Friday, August 24, 2007

School

is overwhelming. The first week of orientation was wonderful, but absolutely draining. We had High Holiday prep, which meant literally going over each page of the prayerbook, singing specific bits of High Holiday music, and taking sessions on how to write a sermon. We had orientation for the Education program, for the Pulpit program, for the Liturgy (prayer services) program. We had tours of the library, of the American Jewish Archives, of the Skirball Center, of the Holocaust museum. We had presentations from Youth Programs, from the Rabbinical Student Association, from the Development Office. You name it, we covered it. Thankfully they fed us food throughout!

Every evening we had social programs, as well: dinner at the Dean's house, BBQ with the rabbinical and graduate students, pizza at a nice restaurant, and schmoozing with everyone.

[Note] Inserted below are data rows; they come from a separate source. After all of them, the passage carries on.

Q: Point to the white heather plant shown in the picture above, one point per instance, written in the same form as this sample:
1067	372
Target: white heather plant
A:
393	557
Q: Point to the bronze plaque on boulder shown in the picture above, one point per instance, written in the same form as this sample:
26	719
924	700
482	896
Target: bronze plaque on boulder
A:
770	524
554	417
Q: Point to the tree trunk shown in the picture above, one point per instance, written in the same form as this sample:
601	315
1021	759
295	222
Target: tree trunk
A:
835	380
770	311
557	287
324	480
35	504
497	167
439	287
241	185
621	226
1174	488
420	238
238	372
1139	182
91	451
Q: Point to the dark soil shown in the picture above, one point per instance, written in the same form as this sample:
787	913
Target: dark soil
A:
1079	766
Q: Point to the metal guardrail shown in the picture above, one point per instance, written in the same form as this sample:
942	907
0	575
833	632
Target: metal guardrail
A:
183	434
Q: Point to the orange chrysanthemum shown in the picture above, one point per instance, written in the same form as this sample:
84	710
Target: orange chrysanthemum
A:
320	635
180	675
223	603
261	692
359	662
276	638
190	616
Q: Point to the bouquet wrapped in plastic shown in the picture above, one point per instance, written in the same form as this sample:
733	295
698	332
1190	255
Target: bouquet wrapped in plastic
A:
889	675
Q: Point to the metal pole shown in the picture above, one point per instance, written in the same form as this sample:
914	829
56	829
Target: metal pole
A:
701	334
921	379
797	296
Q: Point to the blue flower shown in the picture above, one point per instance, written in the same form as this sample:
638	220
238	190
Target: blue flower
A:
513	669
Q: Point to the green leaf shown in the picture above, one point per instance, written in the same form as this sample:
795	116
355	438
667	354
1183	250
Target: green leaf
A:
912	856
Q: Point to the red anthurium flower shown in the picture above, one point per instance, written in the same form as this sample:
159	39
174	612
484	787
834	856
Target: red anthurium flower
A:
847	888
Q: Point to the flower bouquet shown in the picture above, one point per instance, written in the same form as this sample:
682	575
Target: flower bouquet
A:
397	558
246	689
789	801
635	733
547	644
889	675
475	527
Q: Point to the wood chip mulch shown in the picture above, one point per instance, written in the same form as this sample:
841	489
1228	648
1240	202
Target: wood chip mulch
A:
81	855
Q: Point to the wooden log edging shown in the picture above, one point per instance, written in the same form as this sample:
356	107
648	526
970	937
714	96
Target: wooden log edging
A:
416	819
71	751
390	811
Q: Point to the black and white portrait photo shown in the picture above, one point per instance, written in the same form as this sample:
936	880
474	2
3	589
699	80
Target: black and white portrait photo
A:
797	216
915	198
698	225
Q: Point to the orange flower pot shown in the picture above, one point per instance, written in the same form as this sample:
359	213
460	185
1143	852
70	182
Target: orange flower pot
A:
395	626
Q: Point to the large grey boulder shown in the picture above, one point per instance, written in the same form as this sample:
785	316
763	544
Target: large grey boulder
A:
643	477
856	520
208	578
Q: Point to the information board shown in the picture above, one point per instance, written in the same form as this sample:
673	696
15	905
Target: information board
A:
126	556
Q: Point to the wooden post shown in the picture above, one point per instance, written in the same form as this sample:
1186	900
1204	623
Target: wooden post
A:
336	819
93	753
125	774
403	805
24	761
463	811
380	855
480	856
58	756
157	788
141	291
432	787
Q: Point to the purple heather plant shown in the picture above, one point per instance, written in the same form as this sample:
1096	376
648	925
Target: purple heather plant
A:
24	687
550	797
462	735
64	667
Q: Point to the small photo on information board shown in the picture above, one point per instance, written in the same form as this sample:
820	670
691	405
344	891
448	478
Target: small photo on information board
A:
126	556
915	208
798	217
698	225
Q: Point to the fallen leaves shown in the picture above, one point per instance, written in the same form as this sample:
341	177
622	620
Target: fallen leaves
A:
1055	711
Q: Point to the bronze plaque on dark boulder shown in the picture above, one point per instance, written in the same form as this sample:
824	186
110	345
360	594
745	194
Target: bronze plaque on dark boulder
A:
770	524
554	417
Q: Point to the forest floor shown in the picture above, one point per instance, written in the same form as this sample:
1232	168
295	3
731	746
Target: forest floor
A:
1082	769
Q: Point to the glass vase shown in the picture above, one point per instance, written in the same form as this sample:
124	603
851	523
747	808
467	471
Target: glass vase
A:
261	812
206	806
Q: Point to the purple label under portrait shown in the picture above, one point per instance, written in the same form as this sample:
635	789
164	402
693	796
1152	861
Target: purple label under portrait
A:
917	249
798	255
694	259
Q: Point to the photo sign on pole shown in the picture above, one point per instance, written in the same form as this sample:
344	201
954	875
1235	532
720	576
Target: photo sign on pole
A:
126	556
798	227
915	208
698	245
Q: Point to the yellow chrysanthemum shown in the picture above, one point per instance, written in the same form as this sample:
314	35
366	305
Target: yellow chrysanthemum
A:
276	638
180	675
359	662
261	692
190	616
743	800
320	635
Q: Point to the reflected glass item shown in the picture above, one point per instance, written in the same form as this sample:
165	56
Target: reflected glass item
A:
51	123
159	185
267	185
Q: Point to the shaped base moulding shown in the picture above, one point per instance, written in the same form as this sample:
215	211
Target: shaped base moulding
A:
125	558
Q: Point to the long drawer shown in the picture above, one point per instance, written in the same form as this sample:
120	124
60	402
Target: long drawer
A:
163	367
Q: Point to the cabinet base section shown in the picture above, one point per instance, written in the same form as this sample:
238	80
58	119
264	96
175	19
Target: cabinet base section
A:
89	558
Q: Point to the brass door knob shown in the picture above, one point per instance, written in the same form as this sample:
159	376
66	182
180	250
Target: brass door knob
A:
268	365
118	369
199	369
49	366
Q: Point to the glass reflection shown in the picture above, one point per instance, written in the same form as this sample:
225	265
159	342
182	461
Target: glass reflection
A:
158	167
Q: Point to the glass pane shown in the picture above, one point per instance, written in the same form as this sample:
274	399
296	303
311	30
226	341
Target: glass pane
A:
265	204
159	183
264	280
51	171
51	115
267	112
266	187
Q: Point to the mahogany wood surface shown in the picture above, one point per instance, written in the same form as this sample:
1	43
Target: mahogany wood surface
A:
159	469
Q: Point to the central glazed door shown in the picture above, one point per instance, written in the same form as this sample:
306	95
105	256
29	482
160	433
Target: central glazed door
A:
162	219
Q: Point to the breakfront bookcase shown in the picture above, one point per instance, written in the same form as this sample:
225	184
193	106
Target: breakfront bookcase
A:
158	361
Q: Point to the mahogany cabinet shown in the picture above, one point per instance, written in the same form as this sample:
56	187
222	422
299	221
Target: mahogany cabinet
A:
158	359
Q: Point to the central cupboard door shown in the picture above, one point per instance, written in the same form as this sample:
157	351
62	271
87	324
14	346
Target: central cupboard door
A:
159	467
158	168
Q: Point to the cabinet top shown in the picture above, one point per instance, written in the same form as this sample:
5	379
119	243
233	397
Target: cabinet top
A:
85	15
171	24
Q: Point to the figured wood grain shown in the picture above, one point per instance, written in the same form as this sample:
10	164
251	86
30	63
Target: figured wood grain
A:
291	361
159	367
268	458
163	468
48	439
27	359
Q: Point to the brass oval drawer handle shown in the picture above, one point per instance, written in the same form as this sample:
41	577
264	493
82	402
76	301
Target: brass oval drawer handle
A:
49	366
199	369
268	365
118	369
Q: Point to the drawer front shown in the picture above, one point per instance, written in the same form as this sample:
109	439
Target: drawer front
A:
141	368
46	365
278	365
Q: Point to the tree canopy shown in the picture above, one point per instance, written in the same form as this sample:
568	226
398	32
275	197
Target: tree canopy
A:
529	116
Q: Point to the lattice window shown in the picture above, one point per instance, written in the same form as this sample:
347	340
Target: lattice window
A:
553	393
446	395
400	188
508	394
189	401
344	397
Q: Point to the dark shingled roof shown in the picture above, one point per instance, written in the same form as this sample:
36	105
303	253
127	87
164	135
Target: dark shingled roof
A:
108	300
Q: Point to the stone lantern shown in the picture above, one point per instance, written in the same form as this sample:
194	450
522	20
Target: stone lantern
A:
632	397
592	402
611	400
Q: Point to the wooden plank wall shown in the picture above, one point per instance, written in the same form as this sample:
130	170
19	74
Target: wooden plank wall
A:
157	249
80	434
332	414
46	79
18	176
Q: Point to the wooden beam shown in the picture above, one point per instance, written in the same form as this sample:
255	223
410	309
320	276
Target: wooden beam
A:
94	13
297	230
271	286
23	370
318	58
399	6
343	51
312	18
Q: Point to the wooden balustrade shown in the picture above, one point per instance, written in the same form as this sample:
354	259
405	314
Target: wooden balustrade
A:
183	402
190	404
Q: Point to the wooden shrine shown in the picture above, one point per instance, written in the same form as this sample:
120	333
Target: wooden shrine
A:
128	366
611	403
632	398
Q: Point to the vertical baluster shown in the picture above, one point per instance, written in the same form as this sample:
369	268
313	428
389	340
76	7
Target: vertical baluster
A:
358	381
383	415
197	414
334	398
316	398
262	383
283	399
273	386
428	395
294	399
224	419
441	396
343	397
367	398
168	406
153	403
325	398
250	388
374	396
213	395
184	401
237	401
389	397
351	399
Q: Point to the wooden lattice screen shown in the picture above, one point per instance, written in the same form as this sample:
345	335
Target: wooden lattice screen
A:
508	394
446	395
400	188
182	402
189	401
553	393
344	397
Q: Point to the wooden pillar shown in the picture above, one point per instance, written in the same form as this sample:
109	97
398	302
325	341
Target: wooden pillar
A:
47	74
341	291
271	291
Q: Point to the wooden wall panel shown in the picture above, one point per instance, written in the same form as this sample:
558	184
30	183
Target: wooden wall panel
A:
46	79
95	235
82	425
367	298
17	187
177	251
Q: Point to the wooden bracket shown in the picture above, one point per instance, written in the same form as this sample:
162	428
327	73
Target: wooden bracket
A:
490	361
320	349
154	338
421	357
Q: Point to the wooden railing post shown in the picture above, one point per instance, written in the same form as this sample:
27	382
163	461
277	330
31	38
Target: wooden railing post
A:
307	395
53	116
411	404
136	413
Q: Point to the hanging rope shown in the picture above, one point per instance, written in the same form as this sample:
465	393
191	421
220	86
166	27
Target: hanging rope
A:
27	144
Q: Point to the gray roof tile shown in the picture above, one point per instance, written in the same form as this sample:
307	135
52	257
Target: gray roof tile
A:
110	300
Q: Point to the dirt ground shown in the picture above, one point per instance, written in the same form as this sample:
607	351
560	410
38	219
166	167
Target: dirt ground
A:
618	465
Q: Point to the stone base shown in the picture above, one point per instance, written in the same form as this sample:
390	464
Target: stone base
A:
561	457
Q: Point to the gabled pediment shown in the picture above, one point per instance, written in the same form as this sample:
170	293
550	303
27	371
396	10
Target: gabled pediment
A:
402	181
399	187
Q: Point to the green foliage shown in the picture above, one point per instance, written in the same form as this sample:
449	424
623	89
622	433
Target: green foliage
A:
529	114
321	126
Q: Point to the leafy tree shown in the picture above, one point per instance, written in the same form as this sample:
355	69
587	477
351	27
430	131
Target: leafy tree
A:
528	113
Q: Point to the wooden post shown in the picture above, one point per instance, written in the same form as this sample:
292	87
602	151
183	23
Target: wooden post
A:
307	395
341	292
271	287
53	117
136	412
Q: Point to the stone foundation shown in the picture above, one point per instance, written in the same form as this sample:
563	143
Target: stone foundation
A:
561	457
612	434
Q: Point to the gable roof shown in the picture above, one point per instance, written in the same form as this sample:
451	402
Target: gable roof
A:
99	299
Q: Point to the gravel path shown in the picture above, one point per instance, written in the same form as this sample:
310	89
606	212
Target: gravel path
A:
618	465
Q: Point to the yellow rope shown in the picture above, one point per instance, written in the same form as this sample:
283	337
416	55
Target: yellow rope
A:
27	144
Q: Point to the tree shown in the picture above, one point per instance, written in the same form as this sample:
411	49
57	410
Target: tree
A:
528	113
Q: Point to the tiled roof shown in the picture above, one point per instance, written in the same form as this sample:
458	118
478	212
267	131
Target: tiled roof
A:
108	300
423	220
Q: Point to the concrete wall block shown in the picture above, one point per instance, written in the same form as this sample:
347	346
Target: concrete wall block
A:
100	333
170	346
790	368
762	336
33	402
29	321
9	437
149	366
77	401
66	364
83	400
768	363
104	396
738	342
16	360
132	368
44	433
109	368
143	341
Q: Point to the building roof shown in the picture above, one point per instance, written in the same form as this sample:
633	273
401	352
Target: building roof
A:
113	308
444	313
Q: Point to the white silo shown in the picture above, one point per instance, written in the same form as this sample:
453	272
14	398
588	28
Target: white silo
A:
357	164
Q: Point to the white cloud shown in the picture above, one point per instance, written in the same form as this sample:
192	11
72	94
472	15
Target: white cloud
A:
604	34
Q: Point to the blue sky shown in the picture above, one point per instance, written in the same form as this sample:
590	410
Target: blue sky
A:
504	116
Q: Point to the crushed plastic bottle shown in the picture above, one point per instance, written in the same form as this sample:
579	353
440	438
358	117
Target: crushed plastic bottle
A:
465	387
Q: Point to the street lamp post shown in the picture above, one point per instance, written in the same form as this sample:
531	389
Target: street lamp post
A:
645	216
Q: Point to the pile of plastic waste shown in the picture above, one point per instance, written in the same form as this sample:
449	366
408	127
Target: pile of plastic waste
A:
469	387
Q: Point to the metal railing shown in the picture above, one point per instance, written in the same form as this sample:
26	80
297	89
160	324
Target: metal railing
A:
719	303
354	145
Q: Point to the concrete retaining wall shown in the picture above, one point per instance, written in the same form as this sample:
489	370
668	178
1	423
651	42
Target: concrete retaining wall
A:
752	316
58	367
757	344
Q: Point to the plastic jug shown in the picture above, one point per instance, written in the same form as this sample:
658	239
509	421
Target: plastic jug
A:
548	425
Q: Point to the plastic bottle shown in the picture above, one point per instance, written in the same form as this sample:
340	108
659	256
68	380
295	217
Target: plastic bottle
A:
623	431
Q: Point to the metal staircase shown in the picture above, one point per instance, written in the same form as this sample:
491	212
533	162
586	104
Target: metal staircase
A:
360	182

One great thing to note: last year, before HUC officially started, Jonathan and I went on an archeological dig to Tel Dan. We made friends with an HUC Cincinnati Ancient Near East grad student who was on the dig for the experience. Lo and behold, who do we see at the BBQ but this same grad student and his wife! We talk a bit, and then tell them the area where we live. They say, oh, cool, we just moved from there. We tell them the specific area where we live. They say, cool, we were there too. We tell them the street where we live. They say, huh, is it house number X? We say yes, how did you know that? They laughed, and said, because we just moved out of there last month! They then proceeded to tell us all about our landlord. Apparently they moved out because it was too small after the recent birth of their second baby. Otherwise, they loved it. We promised to invite them over to Shabbat dinner soon so they can see what we've done with the furniture. :)

2 comments:

Anonymous said...

What an inundating entry into the academic-spiritual-liturgical- social- world of HUC-Cincinnati!!

As for harking back to that dig in Israel (when you had to leave hastily because the shooting from Lebanon started) -- imagine!!! You're living in the very same Cincinnati apartment as did the folks you met THERE! For me, it ties up all the Jewish connections through time and space into neat little tallit-ical knots.
Fate/Shmate!!! We're Jewish!!!
yer Savta

Michal said...

Thanks, Savta. I know... Jewish geography is fabulous, isn't it? There's no such thing as coincidence!